Details of the deals

Enbridge signed the first deal toward the end of August after agreeing to terms with MLP Spectra Energy Partners (SEP) to pay $3.3 billion for the 17% of the company it doesn't already own. The all-stock deal represents a 9.8% increase from Enbridge's initial offer, driven in large part by the improvement in the MLP marketplace since it first proposed the transaction.

Two people shaking hands with an energy facility in the background.

Image source: Getty Images.

Enbridge followed that announcement with two more in mid-September, which covered the rest of its publicly traded entities. In one transaction, the company agreed to acquire Enbridge Income Fund Holdings (TSX: ENF) for 4.7 billion in Canadian dollars ($3.6 billion), consisting of stock and CA$0.45 per share in cash. The new price represents an 11.3% increase from the company's initial offer in May. In addition, the company agreed to terms with its namesake MLP Enbridge Energy Partners (EEP) and Enbridge Energy Management (NYSE: EEQ) on all-stock transactions worth $3.5 billion. Given the agreed-upon exchange ratios, Enbridge is paying 8.7% more for Enbridge Energy Partners than its initial offer and 16% more for Enbridge Energy Management.

How these transactions will impact Enbridge

Enbridge initially offered roughly $8.8 billion in stock to buy out all its sponsored vehicles. However, given the new exchange ratios, the company will end up paying about $10.4 billion to roll up all these entities. Despite that higher cost, Enbridge's three-year financial guidance won't change, nor will its plans to increase its dividend at a 10% annual rate through 2020.
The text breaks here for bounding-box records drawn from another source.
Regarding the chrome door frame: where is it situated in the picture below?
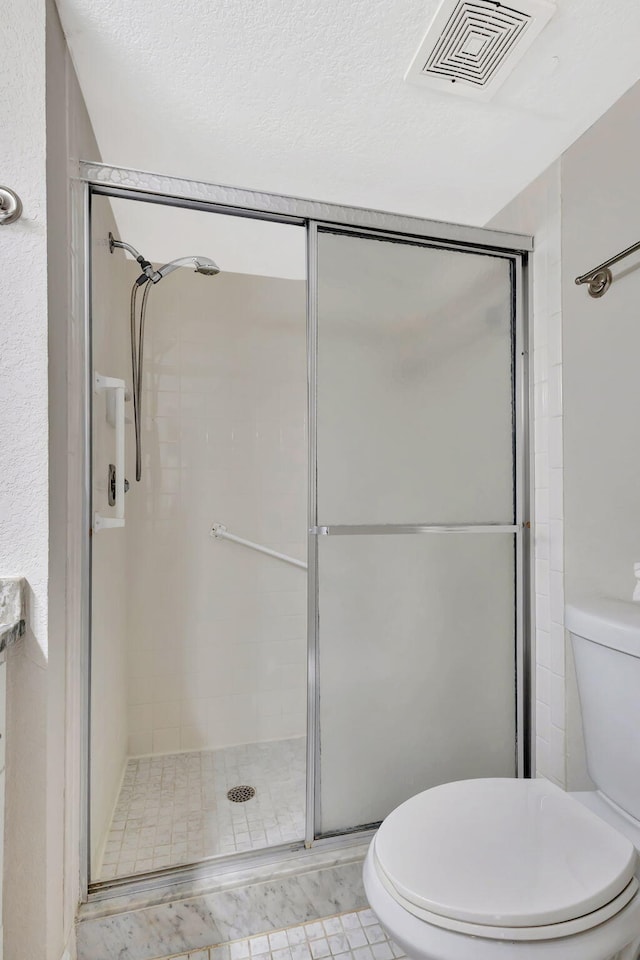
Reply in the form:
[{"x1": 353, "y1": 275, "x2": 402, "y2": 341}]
[{"x1": 78, "y1": 161, "x2": 533, "y2": 909}]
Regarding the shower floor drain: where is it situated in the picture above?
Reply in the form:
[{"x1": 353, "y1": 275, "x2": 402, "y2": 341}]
[{"x1": 227, "y1": 784, "x2": 256, "y2": 803}]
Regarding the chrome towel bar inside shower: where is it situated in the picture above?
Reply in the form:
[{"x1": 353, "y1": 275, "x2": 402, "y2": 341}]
[
  {"x1": 576, "y1": 241, "x2": 640, "y2": 297},
  {"x1": 211, "y1": 523, "x2": 307, "y2": 570}
]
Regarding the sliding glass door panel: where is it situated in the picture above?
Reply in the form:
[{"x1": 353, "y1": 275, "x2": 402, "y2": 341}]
[
  {"x1": 311, "y1": 227, "x2": 523, "y2": 836},
  {"x1": 317, "y1": 231, "x2": 514, "y2": 524},
  {"x1": 318, "y1": 533, "x2": 516, "y2": 834}
]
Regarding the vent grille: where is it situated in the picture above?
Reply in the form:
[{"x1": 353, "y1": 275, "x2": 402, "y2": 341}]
[{"x1": 406, "y1": 0, "x2": 555, "y2": 99}]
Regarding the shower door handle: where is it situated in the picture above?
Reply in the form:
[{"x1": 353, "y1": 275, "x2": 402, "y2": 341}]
[{"x1": 93, "y1": 373, "x2": 125, "y2": 531}]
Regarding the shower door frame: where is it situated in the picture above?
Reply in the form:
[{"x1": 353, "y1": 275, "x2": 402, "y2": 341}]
[{"x1": 77, "y1": 161, "x2": 533, "y2": 902}]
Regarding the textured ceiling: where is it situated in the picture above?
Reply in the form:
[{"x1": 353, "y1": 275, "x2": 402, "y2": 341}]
[{"x1": 58, "y1": 0, "x2": 640, "y2": 224}]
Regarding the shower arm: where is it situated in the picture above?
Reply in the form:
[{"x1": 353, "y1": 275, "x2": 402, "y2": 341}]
[{"x1": 109, "y1": 232, "x2": 156, "y2": 285}]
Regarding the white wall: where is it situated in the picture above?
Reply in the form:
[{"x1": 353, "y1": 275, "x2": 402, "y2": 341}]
[
  {"x1": 562, "y1": 79, "x2": 640, "y2": 788},
  {"x1": 0, "y1": 0, "x2": 98, "y2": 960},
  {"x1": 91, "y1": 197, "x2": 133, "y2": 875},
  {"x1": 113, "y1": 264, "x2": 307, "y2": 755},
  {"x1": 492, "y1": 77, "x2": 640, "y2": 789},
  {"x1": 0, "y1": 0, "x2": 49, "y2": 958},
  {"x1": 489, "y1": 163, "x2": 566, "y2": 786}
]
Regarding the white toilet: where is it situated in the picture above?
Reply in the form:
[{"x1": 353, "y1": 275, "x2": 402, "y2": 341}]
[{"x1": 364, "y1": 600, "x2": 640, "y2": 960}]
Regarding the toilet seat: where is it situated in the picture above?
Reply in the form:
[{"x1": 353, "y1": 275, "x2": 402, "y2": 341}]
[{"x1": 372, "y1": 779, "x2": 638, "y2": 941}]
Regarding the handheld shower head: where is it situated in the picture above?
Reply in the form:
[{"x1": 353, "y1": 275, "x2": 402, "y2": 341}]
[{"x1": 150, "y1": 257, "x2": 220, "y2": 283}]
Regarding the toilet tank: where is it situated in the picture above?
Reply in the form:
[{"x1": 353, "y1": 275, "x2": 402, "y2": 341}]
[{"x1": 565, "y1": 599, "x2": 640, "y2": 820}]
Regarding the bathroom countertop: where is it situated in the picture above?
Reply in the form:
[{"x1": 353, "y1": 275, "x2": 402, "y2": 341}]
[{"x1": 0, "y1": 577, "x2": 27, "y2": 654}]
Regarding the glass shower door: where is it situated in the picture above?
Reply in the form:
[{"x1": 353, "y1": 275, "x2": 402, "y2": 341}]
[{"x1": 308, "y1": 226, "x2": 522, "y2": 837}]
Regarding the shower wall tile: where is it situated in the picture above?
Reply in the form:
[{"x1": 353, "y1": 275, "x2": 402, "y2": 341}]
[{"x1": 127, "y1": 271, "x2": 307, "y2": 755}]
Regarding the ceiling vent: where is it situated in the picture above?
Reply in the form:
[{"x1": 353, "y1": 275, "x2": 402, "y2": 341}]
[{"x1": 405, "y1": 0, "x2": 556, "y2": 100}]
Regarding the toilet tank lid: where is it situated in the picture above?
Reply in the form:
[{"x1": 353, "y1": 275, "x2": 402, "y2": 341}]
[{"x1": 565, "y1": 597, "x2": 640, "y2": 657}]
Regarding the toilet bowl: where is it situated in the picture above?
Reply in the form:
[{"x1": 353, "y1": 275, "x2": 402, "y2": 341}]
[{"x1": 364, "y1": 600, "x2": 640, "y2": 960}]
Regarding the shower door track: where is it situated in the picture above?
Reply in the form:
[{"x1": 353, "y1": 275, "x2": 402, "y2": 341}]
[{"x1": 74, "y1": 162, "x2": 533, "y2": 908}]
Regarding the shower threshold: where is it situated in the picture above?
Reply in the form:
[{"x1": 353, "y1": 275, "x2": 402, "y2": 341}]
[{"x1": 96, "y1": 737, "x2": 306, "y2": 880}]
While the transactions will be neutral to that three-year plan, they should deliver significant benefits in both the near and long term. First, by eliminating the distributions these entities paid their respective investors, Enbridge will retain a higher percentage of its internally generated cash flow, which will help finance its expansion projects. That factor will help enhance Enbridge's credit profile, which is getting a further boost by its decision to sell CA$7.5 billion ($5.8 billion) of noncore assets this year.

Further, these transactions will enable Enbridge to avoid the risks associated with the policy change that significantly affected the cash flows of its MLPs and their ability to thrive as stand-alone entities.
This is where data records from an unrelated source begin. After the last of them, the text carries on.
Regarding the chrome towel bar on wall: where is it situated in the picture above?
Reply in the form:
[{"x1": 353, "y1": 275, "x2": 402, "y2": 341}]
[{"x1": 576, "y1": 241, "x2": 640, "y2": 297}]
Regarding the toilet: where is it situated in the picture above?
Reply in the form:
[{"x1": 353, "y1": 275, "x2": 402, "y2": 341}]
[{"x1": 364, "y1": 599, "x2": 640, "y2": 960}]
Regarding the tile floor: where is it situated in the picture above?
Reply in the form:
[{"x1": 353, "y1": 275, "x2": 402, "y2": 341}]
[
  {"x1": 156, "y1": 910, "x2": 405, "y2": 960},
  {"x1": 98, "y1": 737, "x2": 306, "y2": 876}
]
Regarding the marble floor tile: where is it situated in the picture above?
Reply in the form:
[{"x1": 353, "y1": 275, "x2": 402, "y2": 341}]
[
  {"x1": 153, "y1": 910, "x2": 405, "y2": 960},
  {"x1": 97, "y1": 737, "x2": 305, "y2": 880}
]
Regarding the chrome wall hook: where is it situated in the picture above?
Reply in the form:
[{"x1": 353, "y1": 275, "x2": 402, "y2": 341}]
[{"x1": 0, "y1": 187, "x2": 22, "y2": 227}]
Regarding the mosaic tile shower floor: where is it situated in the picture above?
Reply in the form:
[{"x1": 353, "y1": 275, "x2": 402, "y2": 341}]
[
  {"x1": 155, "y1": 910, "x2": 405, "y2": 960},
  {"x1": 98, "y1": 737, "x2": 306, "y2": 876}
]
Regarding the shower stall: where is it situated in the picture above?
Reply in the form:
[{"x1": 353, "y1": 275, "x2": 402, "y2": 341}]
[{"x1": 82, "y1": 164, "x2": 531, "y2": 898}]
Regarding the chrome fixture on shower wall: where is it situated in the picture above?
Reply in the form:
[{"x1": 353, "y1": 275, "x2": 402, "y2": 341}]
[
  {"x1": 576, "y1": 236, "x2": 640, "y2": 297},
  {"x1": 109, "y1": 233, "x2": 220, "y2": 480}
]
Finally, Enbridge sees the potential to capture significant benefits after 2020 by taking advantage of some tax optimization strategies.

By simplifying its corporate structure and improving its financial profile, Enbridge will be in an even better position to grow shareholder value in the coming years. The company will be much less reliant on the capital markets for the funding it needs to expand its portfolio, which will reduce the risk that it would need to cut its high-yielding dividend to finance growth projects or pay down debt.

All the more reason to buy

With merger agreements in place to take all its sponsored vehicles private, Enbridge has taken another step toward easing investors' concerns about its ability to grow its dividend at a high rate in the coming years. Those concerns have weighed on Enbridge's stock over the past year, which is why shares currently sell for around 10.5 times cash flow, dirt cheap compared to most pipeline peers. Add that growth, income, and price to the fact that the company is working hard to mitigate risk, and Enbridge continues to be one of the best energy stocks to buy these days, in my opinion.